I’m pretty certain that’s where we are now. The Sox have an offer on the table (most likely above $200M), and an agreement with Lozano to come back to them if someone goes higher. The pressure is now on Lozano to find another bidder.
Ottavino to Yankees 3/27. With another 9 mill committed, does this at least make Yankees even less likely to sign Manny now?
Pretty sure the Sox bid has knocked the Yankees out.
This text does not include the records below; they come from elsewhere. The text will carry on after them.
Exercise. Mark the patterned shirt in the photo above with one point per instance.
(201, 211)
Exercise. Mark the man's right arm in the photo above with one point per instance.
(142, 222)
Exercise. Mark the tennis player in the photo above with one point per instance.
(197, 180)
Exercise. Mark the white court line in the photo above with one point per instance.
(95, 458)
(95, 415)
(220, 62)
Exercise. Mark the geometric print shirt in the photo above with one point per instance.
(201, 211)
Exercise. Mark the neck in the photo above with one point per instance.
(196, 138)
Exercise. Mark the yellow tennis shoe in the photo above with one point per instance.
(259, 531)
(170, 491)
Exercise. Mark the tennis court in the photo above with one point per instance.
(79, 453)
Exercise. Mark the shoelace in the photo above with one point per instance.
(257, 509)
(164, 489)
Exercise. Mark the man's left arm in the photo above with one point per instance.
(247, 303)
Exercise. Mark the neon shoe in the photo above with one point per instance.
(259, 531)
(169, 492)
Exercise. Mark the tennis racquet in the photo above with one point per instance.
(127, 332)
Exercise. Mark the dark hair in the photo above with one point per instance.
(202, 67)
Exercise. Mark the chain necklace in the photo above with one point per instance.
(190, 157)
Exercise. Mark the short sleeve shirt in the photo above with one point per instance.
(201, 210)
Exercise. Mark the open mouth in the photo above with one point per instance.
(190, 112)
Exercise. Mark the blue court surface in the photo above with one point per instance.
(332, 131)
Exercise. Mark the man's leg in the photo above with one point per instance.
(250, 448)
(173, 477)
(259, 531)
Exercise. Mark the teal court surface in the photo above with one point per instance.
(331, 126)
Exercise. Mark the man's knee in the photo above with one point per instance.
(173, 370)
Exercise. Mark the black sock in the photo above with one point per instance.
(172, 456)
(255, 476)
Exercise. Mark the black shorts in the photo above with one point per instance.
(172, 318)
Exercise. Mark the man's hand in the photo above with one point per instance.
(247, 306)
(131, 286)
We’ll see how serious the Yankees are about playing in the limits of the luxury tax if they make a trade for Kluber. I threw this idea at Josh on twitter the other night when he asked if a three way trade between the Padres, Indians and Yankees that sent Andujar to San Diego meant the Yankees might be in on Machado again. If it’s prospects from San Diego to the Indians for Kluber, then Kluber to the Yankees for a deal centered around Andujar, we’ll learn how serious New York is by the nature of the package they send back to the Padres. If it’s Andujar and some prospects, then they’re replacing a rookie making league minimum with a pitcher who’s gonna make $17 million+ in 2019. On top of the Ottavino money, I think they’d definitely be over the threshold, and if, after all their talk of staying under the threshold, they make those moves? Well then, we shouldn’t discount the possibility that they’ll basically say, “fuck it, in for a penny,” and just sign Machado, and we should all start pissing our boots because those damn yankees are taking the price high enough to crowd us out of the market.
If, on the other hand, they send Andujar and some offsetting salary to San Diego, then I think we should start believing that they really have changed their spots, and an extra commitment in the neighborhood of $30 million isn’t palatable to them.
If no deal gets done, well. I don’t know if we can draw any real conclusions from that.
*edit for some punctuation and clarity*
Can someone please explain this to me? Machado’s agent issues a statement indicating that the press reports of the White Sox interest aren’t accurate. Specifically, he calls out the reports of a 7/175 offer, with the apparent implication that the real Sox offer is larger than that.
Why does he want to address this in the press? If the Sox genuinely have a larger offer out there, he can certainly say so to other teams who may be interested. I don’t understand what advantage he’s trying to get by putting this out in public.